La montaña sagrada. Suwon Lee
In La montaña sagrada (The Sacred Mountain), Suwon Lee brings together three lines of work which, though distinct in form and materiality, converge within a single constellation of meaning. The mountain appears as a metaphor for origin, the body, and memory, and as a site from which to reflect on the diasporic experience.
The main series, titled La montaña sagrada, focuses on mountains from different geographies, among them Pico Bolívar, the Sierra Nevada de Santa Marta, Mount Shasta, Mont Blanc, Mount Everest, and Mount Teide. Working from images taken from vintage postcards that the artist collects, enlarges, prints, and intervenes with oil pigments, these works activate the landscape as a territory with a spiritual dimension. The interventions do not seek to idealize the sites, but rather to awaken their symbolic power; they project experiences of displacement, loss, and the search for belonging.

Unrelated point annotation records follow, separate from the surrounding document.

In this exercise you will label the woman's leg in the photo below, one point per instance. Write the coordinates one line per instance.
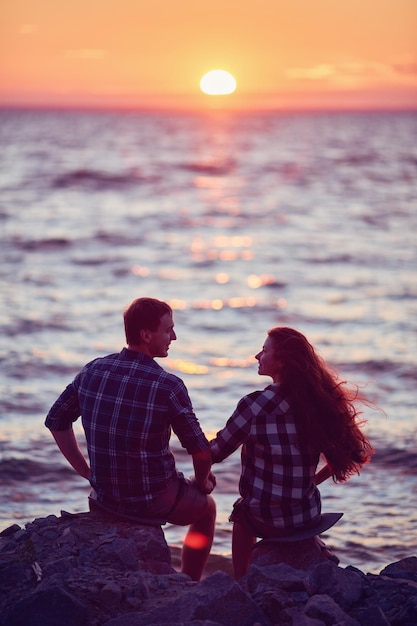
(242, 544)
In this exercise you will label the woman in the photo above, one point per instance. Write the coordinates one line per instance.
(283, 431)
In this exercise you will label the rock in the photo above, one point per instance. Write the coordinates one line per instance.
(47, 607)
(301, 555)
(88, 570)
(344, 586)
(217, 599)
(405, 569)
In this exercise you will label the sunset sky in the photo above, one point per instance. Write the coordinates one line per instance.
(283, 54)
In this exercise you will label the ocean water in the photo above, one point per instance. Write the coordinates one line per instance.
(241, 222)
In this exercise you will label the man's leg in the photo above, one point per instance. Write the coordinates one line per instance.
(198, 542)
(242, 545)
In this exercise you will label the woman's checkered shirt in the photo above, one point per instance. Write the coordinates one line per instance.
(277, 474)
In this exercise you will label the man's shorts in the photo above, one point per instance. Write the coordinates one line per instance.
(182, 503)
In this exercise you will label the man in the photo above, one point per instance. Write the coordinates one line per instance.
(128, 405)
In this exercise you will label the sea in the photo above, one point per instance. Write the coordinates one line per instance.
(242, 222)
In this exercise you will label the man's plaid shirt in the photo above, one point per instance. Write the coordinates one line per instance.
(129, 405)
(277, 476)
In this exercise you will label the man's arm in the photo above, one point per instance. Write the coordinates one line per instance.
(204, 479)
(69, 447)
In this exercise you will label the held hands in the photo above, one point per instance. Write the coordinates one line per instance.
(209, 484)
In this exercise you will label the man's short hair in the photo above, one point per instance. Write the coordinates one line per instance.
(143, 314)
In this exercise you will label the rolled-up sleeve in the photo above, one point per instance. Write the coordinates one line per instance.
(185, 423)
(65, 411)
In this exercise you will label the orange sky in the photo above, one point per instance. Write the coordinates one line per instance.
(145, 53)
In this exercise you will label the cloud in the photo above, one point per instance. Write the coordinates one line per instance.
(27, 29)
(405, 68)
(346, 72)
(85, 53)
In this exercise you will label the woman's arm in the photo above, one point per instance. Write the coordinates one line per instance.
(69, 447)
(323, 474)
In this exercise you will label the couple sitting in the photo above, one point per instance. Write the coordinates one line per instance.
(129, 404)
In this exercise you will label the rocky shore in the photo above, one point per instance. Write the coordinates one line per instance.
(84, 570)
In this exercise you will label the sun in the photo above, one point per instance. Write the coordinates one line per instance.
(217, 83)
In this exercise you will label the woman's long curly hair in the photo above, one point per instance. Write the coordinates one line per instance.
(323, 406)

Lee conceives the mountain as a place one enters, one that demands time, presence, and attention, rather than as a space defined by the conquest of a summit. In this way, artistic practice becomes contemplative, and looking turns into a form of dwelling.
Taken together, the works construct a sensitive cartography in which genealogy, language, and memory intersect with the experience of territory. The mountain is not a fixed symbol, but a method and a practice of attention, a way of seeing, remembering, and remaining.